Text Co-Detection in Multi-View Scene
Published in IEEE Transactions on Image Processing, 2020
Multi-view scene analysis has been widely explored in computer vision, including numerous practical applications. The texts in multi-view scenes are often detected by following the existing text detection method in a single image, which however ignores the multi-view corresponding constraint. The multi-view correspondences may contain structure, location information and assist difficulties induced by factors like occlusion and perspective distortion, which are deficient in the single image scene. In our text co-detection method, the visual and geometrical correspondences are designed to explore texts holding high pairwise representation similarity and guide the exploitation of texts with geometrical correspondences, simultaneously. To guarantee the pairwise consistency among multiple images, we additionally incorporate the cycle consistency constraint, which guarantees alignments of text correspondences in the image set.

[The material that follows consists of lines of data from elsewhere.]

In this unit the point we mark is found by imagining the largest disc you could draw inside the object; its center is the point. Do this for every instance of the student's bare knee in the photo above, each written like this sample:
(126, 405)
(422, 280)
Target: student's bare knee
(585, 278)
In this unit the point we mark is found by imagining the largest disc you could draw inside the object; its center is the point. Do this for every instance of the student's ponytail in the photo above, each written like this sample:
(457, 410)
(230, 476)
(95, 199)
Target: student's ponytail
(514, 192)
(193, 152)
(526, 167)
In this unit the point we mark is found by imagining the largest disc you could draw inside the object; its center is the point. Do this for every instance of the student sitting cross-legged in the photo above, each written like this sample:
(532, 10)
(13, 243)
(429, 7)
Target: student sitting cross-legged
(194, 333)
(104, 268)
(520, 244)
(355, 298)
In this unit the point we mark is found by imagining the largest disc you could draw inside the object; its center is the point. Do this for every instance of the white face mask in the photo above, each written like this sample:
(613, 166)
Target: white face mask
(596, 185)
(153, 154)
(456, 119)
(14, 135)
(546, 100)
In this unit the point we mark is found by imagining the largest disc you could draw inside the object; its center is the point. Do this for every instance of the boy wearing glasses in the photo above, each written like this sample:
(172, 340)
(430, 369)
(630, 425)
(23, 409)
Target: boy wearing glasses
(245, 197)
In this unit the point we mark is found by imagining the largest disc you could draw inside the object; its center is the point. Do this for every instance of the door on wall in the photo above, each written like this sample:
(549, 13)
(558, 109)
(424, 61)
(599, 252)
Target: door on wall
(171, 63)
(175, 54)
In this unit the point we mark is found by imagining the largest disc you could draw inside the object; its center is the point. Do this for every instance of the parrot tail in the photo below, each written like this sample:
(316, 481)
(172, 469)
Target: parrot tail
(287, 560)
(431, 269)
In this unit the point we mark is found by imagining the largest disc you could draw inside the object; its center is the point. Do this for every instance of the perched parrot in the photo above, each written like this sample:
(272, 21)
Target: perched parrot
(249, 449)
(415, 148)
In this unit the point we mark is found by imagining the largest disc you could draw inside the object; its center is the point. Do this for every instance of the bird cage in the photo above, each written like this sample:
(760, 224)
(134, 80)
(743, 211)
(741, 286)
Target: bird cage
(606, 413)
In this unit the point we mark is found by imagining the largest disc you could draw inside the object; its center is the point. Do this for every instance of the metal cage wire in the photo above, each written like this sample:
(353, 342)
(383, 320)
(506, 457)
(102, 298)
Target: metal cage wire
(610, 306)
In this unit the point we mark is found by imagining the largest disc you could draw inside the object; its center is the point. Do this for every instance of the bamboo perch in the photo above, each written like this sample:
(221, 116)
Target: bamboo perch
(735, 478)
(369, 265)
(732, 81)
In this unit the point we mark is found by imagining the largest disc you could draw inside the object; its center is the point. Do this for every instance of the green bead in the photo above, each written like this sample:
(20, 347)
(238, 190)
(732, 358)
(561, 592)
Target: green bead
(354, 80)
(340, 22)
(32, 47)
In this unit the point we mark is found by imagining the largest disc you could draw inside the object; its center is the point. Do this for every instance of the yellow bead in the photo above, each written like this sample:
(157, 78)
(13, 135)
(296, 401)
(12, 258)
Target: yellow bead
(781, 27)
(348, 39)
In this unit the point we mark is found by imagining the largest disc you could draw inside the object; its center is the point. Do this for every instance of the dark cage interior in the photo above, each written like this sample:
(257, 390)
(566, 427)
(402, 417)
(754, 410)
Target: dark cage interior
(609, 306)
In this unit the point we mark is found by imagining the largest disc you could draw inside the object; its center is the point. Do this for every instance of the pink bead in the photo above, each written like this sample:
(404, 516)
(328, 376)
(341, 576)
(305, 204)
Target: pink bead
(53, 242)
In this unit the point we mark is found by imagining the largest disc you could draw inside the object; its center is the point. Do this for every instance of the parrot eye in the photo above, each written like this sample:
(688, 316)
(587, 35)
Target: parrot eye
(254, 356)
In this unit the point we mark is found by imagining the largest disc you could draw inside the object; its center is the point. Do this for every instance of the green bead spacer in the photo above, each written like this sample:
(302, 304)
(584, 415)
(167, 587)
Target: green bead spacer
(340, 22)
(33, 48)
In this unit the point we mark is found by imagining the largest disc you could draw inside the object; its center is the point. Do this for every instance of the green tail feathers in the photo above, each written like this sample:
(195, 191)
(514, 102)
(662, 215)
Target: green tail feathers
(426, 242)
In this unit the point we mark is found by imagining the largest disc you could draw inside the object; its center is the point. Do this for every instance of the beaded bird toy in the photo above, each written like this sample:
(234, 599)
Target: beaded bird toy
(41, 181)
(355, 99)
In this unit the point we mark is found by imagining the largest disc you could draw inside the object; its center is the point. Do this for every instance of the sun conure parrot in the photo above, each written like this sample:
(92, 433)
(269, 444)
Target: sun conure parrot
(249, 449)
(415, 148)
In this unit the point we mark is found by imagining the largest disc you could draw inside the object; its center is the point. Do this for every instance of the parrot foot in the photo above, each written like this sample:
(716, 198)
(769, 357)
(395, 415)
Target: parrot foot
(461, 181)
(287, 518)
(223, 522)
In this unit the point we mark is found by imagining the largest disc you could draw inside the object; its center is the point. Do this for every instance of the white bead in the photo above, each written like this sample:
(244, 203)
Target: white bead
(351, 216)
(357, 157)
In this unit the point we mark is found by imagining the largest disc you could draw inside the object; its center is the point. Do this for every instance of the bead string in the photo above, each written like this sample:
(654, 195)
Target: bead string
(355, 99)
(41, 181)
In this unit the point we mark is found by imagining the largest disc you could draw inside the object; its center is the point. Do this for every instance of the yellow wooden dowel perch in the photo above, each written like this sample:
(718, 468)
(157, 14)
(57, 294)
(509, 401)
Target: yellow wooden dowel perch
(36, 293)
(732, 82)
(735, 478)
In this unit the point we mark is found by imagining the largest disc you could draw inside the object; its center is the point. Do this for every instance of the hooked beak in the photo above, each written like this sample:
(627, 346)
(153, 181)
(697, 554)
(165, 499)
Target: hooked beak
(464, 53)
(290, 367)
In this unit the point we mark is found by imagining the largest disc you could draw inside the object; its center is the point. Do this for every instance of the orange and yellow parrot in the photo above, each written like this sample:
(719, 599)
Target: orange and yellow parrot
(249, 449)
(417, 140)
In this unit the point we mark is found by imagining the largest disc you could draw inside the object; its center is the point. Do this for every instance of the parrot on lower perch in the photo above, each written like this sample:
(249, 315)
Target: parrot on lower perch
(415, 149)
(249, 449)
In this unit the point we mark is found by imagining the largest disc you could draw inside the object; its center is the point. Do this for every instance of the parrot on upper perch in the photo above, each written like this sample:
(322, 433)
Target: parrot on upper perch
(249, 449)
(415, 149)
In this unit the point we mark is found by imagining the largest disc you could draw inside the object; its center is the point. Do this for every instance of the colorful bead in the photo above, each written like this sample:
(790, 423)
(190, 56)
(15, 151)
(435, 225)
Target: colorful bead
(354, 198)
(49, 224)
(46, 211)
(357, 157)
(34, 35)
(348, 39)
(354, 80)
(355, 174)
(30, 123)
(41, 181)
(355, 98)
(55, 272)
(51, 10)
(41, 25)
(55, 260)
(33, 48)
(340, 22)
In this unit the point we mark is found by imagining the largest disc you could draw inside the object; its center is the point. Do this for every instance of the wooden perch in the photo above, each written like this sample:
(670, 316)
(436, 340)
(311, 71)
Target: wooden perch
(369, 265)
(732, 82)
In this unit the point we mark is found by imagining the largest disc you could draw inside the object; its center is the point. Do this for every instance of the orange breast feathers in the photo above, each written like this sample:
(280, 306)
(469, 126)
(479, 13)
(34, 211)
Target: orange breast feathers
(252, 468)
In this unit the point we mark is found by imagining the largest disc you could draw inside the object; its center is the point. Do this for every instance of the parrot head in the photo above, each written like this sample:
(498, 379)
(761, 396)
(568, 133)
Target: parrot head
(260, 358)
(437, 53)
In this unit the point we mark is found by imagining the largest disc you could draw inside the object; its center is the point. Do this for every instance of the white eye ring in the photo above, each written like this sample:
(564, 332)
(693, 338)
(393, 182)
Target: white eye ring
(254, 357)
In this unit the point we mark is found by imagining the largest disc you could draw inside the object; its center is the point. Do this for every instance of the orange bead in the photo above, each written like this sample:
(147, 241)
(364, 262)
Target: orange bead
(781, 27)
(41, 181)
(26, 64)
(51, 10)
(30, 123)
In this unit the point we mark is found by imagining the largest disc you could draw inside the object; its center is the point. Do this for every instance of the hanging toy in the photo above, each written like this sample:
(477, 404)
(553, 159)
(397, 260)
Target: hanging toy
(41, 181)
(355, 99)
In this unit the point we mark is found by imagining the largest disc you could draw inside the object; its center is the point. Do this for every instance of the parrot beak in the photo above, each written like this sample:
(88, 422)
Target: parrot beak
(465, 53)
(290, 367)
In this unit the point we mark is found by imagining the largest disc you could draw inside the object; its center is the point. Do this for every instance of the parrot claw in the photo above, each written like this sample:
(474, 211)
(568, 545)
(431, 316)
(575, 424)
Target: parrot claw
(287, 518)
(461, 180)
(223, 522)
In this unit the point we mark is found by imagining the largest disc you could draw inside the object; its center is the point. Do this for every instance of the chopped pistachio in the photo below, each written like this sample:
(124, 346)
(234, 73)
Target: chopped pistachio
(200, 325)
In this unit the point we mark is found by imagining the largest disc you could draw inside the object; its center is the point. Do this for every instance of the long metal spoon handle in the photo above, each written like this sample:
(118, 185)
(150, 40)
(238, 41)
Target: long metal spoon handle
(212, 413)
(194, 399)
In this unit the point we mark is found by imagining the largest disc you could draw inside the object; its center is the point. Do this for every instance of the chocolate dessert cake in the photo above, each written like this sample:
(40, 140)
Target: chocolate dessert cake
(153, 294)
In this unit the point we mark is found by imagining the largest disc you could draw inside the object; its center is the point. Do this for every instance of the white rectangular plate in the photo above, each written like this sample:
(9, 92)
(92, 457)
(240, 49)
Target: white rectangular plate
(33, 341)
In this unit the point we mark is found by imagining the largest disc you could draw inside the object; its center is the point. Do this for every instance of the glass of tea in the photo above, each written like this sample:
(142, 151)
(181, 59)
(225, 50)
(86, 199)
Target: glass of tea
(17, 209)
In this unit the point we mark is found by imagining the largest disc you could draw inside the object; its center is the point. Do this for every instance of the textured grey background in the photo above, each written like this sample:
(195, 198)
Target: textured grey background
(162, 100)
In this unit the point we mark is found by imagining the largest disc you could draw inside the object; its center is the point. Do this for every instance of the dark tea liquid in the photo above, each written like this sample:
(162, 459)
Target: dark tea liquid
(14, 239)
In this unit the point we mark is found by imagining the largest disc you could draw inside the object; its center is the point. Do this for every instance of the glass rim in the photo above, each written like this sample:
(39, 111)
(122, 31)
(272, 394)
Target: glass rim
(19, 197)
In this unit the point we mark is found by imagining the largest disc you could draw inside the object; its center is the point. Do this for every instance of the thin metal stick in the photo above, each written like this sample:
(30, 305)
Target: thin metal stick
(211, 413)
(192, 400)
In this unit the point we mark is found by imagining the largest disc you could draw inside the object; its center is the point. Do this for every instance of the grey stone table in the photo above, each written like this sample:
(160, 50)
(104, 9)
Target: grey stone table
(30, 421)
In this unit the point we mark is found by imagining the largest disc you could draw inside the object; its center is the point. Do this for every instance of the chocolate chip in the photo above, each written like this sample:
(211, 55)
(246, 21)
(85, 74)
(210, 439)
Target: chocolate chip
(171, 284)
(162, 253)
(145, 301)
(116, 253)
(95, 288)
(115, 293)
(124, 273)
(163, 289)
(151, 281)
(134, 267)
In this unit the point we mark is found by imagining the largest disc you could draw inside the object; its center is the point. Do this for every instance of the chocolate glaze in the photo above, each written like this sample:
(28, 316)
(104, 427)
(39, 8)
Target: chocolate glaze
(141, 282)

Finally, text correspondence is represented by a permutation matrix and solved via positive semidefinite and low-rank constraints. Moreover, we also collect a new text co-detection dataset consisting of multi-view image groups obtained from the same scene with different photographing conditions.
Recommended citation: Chuan Wang, Huazhu Fu, Liang Yang, Xiaochun Cao: Text Co-Detection in Multi-View Scene. IEEE Trans. Image Process. 29: 4627-4642 (2020).